With almost 20% of North Carolinians lacking access to proper health care, Travia wanted to find a way to bring that number down. He found the answer in an unconventional way: a bus he purchased on eBay.
He removed the bus seats, installed walls and added medical equipment. With that, Railcare Health was born, providing free medical care in various communities.
The bus is equipped with a triage area to take vitals, a room to draw labs and a space for volunteer doctors and health care professional to conduct exams.
A trained EMT, Travia can take vitals while on these visits, but he tries to take a step back to give volunteer students from Carolina and other institutions the chance to get experience.
“Part of what makes Railcare Health work is it’s not only an opportunity for patients to receive care,” Travia said, “but it also allows students to apply what they’re learning in the classroom to real people that really need their help. It’s a twofold mission.”
A life-changing experience
Ahead of the group’s first journey in 2018, Travia used data from the UNC Sheps Center to analyze access to primary care physicians in each North Carolina county. That data led them to Caswell County, which only has five primary care providers at the time, according to a Sheps Center report.
“When a patient came off the bus, he had tears in his eyes because he knew that we were giving him access to something he really needed,” Travia said. “It changed my life seeing that.”

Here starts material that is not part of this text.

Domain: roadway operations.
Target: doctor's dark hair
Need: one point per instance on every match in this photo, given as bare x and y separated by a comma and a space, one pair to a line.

Railcare Health now conducts monthly trips to rural parts of the state, but there are also opportunities for spontaneous visits. After Hurricane Florence hit the North Carolina coast, Travia led the group to New Bern to provide care to those affected.
He is now expanding the group’s efforts after receiving a second bus from a donor.
Travia will remain as the chairman of the board of Railcare Health after graduation, but he’ll move on from his role as CEO when he enrolls medical school, where he will continue to focus on improving health care access for rural populations of North Carolina.
“It’s truly an honor to graduate from Carolina,” Travia said. “I will always cherish the time that I’ve spent here. I can’t thank Carolina enough.”